Les Européens semblent davantage vouloir se démarquer de la stratégie de la tension entretenue par les Américains, et éviter d’être pris dans un engrenage qui pourrait dégénérer en confrontation armée. L’Espagne, qui a retiré une frégate engagée aux côtés d’un porte-avions américains déployé au Moyen-Orient, a ainsi évoqué l’irruption d’une « possibilité d’affrontement ou d’action belliqueuse ». « Informations qui indiquent une escalade des activités de l’Iran », « menaces crédibles » concernant « les forces pro-iraniennes dans la région », et même projets d' »attaques imminentes » contre les « intérêts américains »… Les responsables américains ont multiplié depuis le 5 mai les accusations aussi graves que floues à l’égard des autorités de Téhéran; mais sans préciser clairement la nature de ces menaces. « L’administration Trump n’a fourni aucune information » à la commission des Affaires étrangères du Sénat « sur les renseignements qui motivent ses décisions, ni sur ce qu’elle entend faire », a déploré mercredi le sénateur démocrate Bob Menendez.

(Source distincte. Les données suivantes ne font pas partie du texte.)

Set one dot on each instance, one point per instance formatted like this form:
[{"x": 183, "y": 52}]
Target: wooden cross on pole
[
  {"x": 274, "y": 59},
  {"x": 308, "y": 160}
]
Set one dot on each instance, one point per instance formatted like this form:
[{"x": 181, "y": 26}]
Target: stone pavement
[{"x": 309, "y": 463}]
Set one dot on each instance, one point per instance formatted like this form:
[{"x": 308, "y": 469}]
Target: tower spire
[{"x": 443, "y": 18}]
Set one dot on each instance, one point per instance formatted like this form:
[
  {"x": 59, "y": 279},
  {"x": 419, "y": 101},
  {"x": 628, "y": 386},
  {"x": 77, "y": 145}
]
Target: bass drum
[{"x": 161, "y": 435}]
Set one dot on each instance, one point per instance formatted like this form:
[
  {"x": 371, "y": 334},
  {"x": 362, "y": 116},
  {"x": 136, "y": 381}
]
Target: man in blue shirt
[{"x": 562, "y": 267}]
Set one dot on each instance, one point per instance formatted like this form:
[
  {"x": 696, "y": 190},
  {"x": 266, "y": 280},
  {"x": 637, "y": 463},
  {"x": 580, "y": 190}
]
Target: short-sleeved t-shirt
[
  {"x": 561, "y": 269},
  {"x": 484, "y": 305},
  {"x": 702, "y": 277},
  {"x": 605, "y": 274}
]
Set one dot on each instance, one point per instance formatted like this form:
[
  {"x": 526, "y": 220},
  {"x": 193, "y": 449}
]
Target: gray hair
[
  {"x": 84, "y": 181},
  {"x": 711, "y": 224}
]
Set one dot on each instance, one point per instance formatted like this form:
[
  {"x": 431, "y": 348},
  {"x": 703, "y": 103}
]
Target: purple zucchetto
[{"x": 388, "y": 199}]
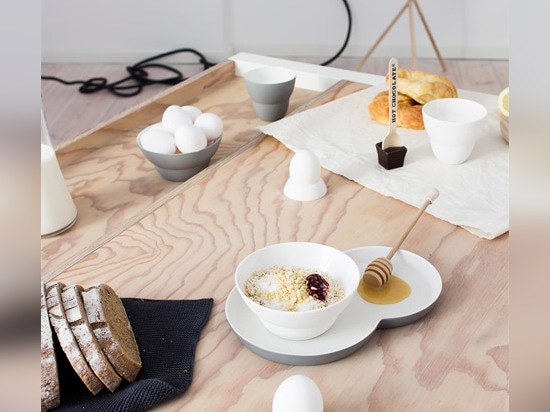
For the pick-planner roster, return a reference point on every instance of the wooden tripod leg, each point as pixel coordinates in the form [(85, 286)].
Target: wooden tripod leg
[(429, 35), (411, 34), (377, 42)]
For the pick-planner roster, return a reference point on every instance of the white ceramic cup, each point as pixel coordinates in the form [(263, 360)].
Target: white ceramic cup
[(270, 89), (453, 126)]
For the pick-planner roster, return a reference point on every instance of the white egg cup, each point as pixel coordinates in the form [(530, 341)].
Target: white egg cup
[(305, 182)]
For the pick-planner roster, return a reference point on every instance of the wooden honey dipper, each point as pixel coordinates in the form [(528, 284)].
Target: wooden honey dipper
[(378, 272)]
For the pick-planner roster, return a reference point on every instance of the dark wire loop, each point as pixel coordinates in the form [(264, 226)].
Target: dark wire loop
[(139, 76)]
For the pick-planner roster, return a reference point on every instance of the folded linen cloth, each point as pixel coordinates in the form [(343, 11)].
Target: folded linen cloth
[(167, 332), (342, 135)]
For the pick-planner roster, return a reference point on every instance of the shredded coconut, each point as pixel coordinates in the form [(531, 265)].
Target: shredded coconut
[(285, 288)]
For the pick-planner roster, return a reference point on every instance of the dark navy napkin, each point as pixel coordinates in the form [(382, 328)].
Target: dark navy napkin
[(167, 332)]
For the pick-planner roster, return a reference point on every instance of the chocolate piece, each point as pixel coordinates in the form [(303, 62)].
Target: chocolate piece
[(392, 157)]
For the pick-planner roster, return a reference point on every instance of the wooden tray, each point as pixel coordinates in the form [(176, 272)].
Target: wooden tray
[(111, 182)]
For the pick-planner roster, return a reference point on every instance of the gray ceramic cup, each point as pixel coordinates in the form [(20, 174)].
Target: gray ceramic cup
[(270, 89)]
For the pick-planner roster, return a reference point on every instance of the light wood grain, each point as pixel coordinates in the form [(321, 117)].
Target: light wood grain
[(188, 248), (70, 114), (111, 182), (186, 243)]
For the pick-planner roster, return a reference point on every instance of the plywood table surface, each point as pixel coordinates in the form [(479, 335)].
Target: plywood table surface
[(188, 246), (112, 183)]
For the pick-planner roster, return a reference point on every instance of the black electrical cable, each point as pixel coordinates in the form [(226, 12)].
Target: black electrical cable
[(139, 77), (346, 41)]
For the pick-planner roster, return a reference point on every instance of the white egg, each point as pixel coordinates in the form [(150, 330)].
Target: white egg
[(211, 124), (192, 111), (173, 117), (158, 141), (190, 139), (305, 167), (297, 393)]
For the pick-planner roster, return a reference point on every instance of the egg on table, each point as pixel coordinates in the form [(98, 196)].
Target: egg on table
[(297, 393), (305, 167)]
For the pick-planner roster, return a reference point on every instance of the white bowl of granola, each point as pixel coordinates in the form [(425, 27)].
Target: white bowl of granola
[(297, 289)]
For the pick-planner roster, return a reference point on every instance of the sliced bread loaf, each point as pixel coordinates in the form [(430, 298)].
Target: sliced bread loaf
[(49, 375), (66, 338), (112, 329), (85, 337)]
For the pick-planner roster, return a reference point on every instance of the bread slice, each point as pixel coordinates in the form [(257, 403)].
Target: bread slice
[(50, 397), (84, 335), (66, 338), (112, 329)]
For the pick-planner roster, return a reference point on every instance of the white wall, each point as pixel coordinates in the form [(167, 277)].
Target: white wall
[(126, 30)]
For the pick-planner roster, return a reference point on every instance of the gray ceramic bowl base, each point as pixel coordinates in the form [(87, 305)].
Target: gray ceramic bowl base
[(175, 175), (271, 112), (180, 167)]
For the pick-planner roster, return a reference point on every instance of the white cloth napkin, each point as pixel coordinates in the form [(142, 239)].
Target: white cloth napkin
[(474, 194)]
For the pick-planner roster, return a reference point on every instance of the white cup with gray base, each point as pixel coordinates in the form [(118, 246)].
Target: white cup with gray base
[(270, 89)]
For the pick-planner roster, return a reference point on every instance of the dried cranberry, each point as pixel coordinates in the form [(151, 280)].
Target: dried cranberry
[(317, 286)]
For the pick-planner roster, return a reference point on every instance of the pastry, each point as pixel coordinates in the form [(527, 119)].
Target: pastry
[(409, 112), (423, 86)]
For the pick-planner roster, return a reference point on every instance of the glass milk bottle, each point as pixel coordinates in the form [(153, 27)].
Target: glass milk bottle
[(58, 211)]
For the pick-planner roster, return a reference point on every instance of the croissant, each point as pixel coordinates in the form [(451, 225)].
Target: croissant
[(423, 86), (409, 112)]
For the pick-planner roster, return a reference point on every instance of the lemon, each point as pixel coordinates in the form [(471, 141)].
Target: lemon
[(504, 102)]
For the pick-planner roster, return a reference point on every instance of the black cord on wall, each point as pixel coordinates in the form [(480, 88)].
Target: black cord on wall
[(139, 77)]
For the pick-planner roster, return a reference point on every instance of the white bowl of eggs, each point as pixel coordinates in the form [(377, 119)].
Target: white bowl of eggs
[(183, 143)]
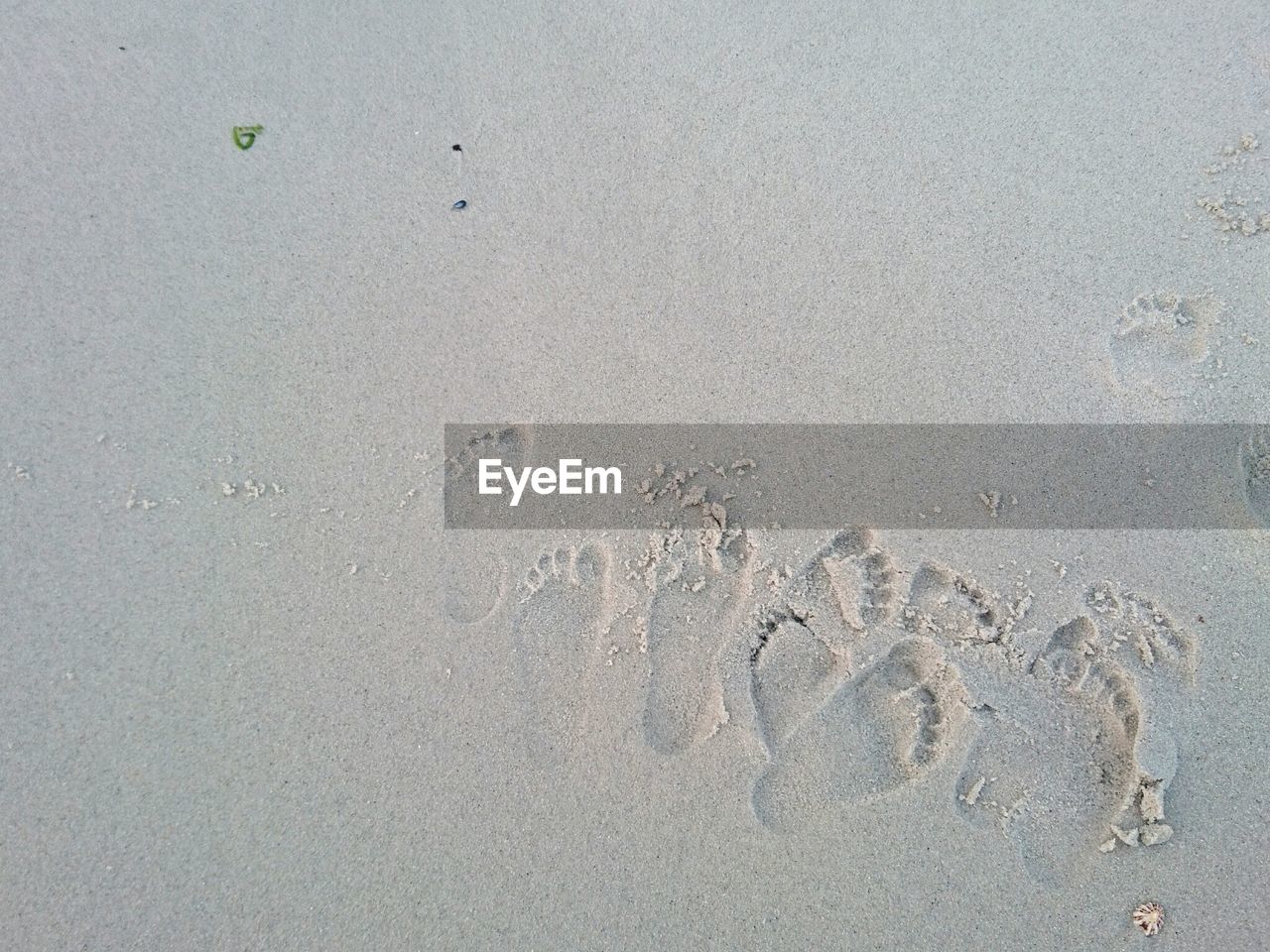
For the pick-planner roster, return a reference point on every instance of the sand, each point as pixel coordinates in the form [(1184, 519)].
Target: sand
[(257, 697)]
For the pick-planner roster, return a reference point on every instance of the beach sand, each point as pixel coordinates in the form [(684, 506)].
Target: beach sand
[(255, 696)]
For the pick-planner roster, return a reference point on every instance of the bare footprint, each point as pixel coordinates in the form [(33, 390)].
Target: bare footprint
[(1162, 656), (511, 444), (1161, 343), (884, 729), (1058, 770), (1255, 465), (793, 673), (951, 607), (701, 589), (568, 604), (802, 651)]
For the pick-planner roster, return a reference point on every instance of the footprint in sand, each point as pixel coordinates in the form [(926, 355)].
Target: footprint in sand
[(1160, 343), (568, 604), (1161, 654), (952, 607), (511, 444), (701, 593), (802, 651), (1255, 465), (881, 730), (1058, 766)]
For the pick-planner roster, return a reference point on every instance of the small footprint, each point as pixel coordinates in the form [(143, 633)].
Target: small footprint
[(701, 594), (793, 673), (1057, 770), (953, 608), (803, 648), (881, 730), (557, 642), (1160, 343), (1255, 465), (511, 444), (1162, 655)]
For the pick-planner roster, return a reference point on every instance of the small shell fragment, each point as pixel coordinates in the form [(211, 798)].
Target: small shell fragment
[(1148, 916)]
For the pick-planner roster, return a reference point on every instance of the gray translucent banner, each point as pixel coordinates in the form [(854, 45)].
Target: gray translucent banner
[(802, 476)]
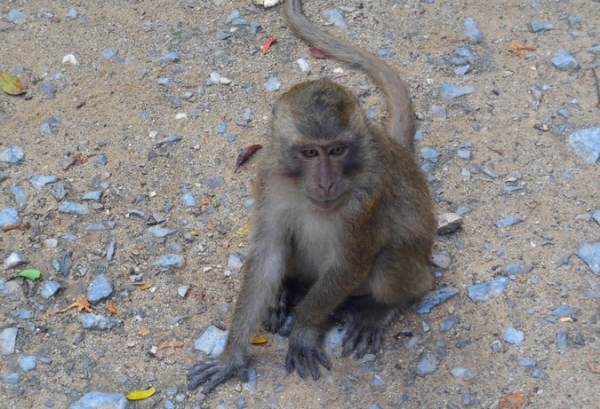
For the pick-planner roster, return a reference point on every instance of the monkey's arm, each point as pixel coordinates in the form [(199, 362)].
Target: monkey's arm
[(262, 276)]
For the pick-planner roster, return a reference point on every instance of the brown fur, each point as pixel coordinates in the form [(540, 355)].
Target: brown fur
[(328, 227)]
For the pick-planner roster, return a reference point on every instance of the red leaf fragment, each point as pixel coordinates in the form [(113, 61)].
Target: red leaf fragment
[(246, 153), (267, 44), (317, 53)]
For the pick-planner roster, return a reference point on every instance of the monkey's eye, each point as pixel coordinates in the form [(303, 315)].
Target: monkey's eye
[(337, 151), (310, 153)]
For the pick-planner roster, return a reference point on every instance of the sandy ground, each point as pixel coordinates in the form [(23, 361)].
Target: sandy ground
[(117, 108)]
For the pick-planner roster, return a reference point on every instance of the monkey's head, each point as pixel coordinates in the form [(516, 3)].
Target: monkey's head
[(320, 135)]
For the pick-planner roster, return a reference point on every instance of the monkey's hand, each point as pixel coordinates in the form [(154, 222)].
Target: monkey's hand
[(213, 372), (305, 349)]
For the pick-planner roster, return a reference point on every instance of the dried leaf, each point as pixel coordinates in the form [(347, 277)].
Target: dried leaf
[(267, 44), (30, 274), (81, 304), (519, 49), (244, 231), (317, 53), (513, 401), (171, 344), (10, 84), (139, 395), (258, 340), (111, 308), (245, 154)]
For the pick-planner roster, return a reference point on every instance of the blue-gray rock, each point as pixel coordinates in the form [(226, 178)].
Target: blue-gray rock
[(234, 263), (272, 84), (27, 362), (516, 269), (94, 195), (480, 169), (101, 400), (449, 323), (158, 231), (482, 292), (439, 111), (108, 53), (463, 373), (333, 16), (590, 254), (58, 191), (50, 288), (435, 298), (427, 365), (14, 260), (527, 362), (21, 196), (170, 260), (561, 340), (449, 91), (212, 341), (215, 182), (101, 160), (586, 143), (188, 199), (385, 52), (39, 181), (100, 288), (63, 264), (169, 139), (430, 154), (537, 26), (8, 338), (508, 221), (93, 321), (169, 57), (47, 89), (9, 216), (514, 336), (71, 13), (73, 208), (51, 125), (12, 154), (460, 71), (564, 311), (596, 216), (16, 17), (471, 30), (464, 154), (564, 61)]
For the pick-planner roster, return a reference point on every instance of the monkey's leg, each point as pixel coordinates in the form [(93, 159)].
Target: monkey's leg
[(367, 328)]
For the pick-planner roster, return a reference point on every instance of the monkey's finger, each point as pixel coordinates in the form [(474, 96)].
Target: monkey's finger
[(323, 359)]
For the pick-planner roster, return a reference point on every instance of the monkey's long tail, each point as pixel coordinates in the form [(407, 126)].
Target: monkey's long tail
[(401, 122)]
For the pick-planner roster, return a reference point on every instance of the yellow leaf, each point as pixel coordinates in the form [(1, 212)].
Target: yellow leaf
[(258, 340), (244, 231), (10, 84), (139, 395)]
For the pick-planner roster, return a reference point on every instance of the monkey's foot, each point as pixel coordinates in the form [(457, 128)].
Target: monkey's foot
[(299, 355), (213, 372)]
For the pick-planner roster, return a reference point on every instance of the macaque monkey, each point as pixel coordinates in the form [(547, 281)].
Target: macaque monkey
[(343, 220)]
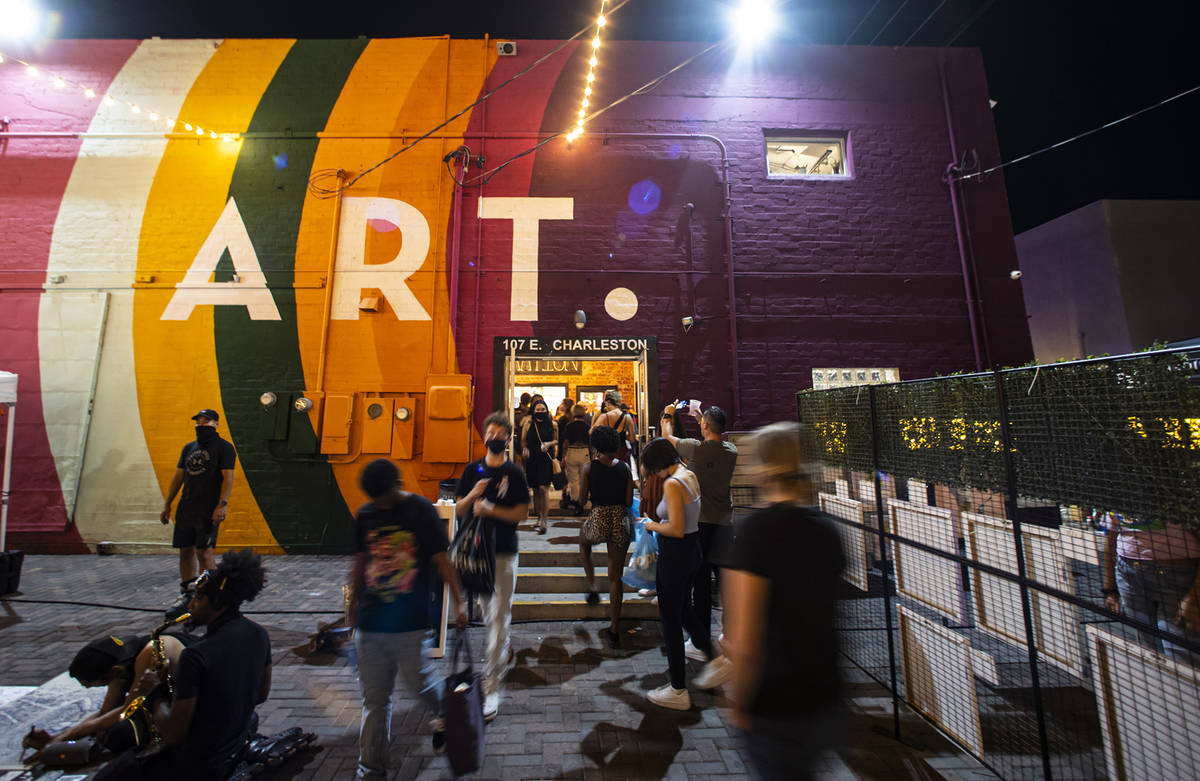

Le département d’Etat est donc monté au créneau pour défendre la crédibilité de ces informations. Cette menace « est réelle », a martelé un responsable de la diplomatie américaine. Il a évoqué notamment la responsabilité de « milices irakiennes sous commandement et contrôle des Gardiens de la Révolution iraniens », l’armée idéologique de la République islamique d’Iran, citant nommément les groupes chiites Asaïb Ahl al-Haq et les brigades du Hezbollah irakien. Et à ceux qui comparent la situation à celle de 2003, lorsque l’administration de George W. Bush avait invoqué, à tort, la présence d’armes de destruction massive pour justifier l’invasion de l’Irak, ce responsable a plutôt renvoyé aux attaques de 2011 contre des « installations américaines » dans ce pays.
Selon plusieurs responsables militaires américains, le renseignement a constaté des mouvements d’armes et de groupes pro-iraniens à terre et en mer et des instructions pour attaquer des intérêts américains comme des ambassades, des consulats ou des soldats.
Donald Trump a fait de l’Iran son ennemi numéro un, et a claqué la porte il y a un an de l’accord de 2015 censé empêché Téhéran de fabriquer la bombe atomique, jugé trop laxiste. Depuis, il n’a eu de cesse de renforcer ses sanctions pour faire plier le régime iranien.
Plusieurs observateurs mais aussi des responsables qui ont requis l’anonymat estiment que le risque actuel est lié à d’éventuelles représailles à l’inscription, en avril, des Gardiens de la Révolution sur la liste noire américaine des « organisations terroristes étrangères ». « La réponse de l’Iran a été de faire de nouvelles menaces terroristes, ce qui semble justifier notre décision », a estimé la semaine dernière l’émissaire américain Brian Hook. « Bien entendu que l’Iran n’est pas content », car « nous appliquons une pression historique », a renchéri mercredi un responsable du département d’Etat.
Simple coïncidence? Alors que ces tensions montaient, l’Arabie et les Emirats arabes unis ont dénoncé des « actes de sabotage » contre quatre navires pétroliers dans le Golfe, renforçant le sentiment d’une situation très précaire qui risque de s’embraser à la moindre étincelle. Mais les Etats-Unis, qui apportent leur soutien à l’enquête, se sont gardés à ce stade de dénoncer publiquement une implication de l’Iran dans ces incidents précis.
Les alliés européens des Etats-Unis ont mis en garde contre la possibilité que, dans ce contexte explosif, un simple incident ou un malentendu ne provoque un conflit.
Le flou entourant les menaces présumées mais aussi la stratégie américaine face à l’Iran a en outre suscité le scepticisme d’une partie des observateurs et des élus démocrates, qui soupçonnent le gouvernement républicain, ou ses éléments les plus va-t-en-guerre comme le conseiller à la sécurité nationale John Bolton, de vouloir provoquer une confrontation militaire avec l’Iran. « Le Congrès n’a pas autorisé la guerre avec l’Iran », a prévenu mercredi le sénateur Menendez.